Por el caso, quedaron detenidos un ciudadano argentino y uno uruguayo, por trata de personas con fines de explotación sexual.
Fue únicamente cuando ya estaban en Punta del Este que las mujeres se percataron de que los hombres les cobraban un alquiler por el departamento en Maldonado y que retenían una parte de sus ingresos como trabajadoras sexuales. Además, los individuos, posteriormente detenidos e imputados como proxenetas, les prohibían salir del lugar sin autorización y las mantenían incomunicadas. Solo podían hablar por teléfono en presencia de ellos.

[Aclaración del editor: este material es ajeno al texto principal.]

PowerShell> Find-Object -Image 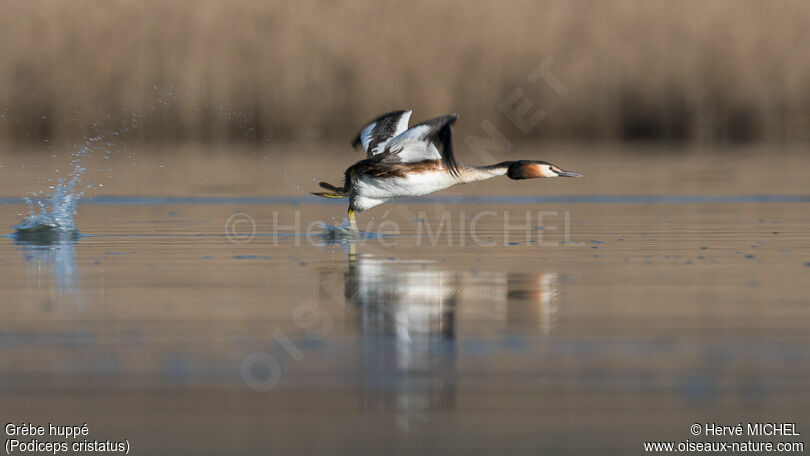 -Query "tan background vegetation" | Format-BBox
[0,0,810,142]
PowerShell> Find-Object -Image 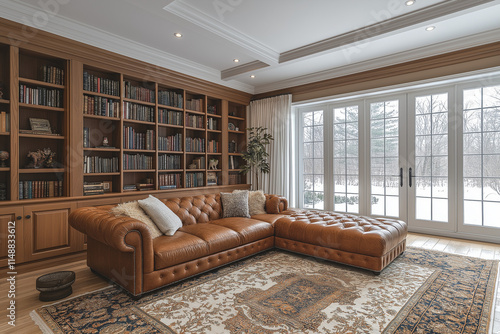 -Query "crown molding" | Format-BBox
[221,60,270,80]
[279,0,495,63]
[0,1,254,94]
[254,29,500,94]
[163,0,280,64]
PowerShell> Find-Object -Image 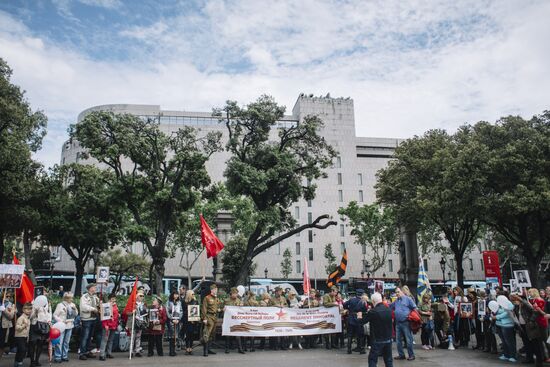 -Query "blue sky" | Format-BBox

Los hombres instalaron rastreadores en los celulares de las mujeres y les negaban la posibilidad de salir solas de su alojamiento.
El lunes 8 de enero, alrededor de las 8:30 de la mañana, la Policía respondió rápidamente a un llamado al 911 que alertaba sobre dos mujeres en la estación de servicios Ancap, que pedían ayuda porque -afirmaban- estaban secuestradas.
Las mujeres simularon sentirse mal y les pidieron a los hombres poder ir al baño, lo que aceptaron. Fue en ese momento cuando pidieron ayuda a una empleada del lugar, que llamó a la Policía.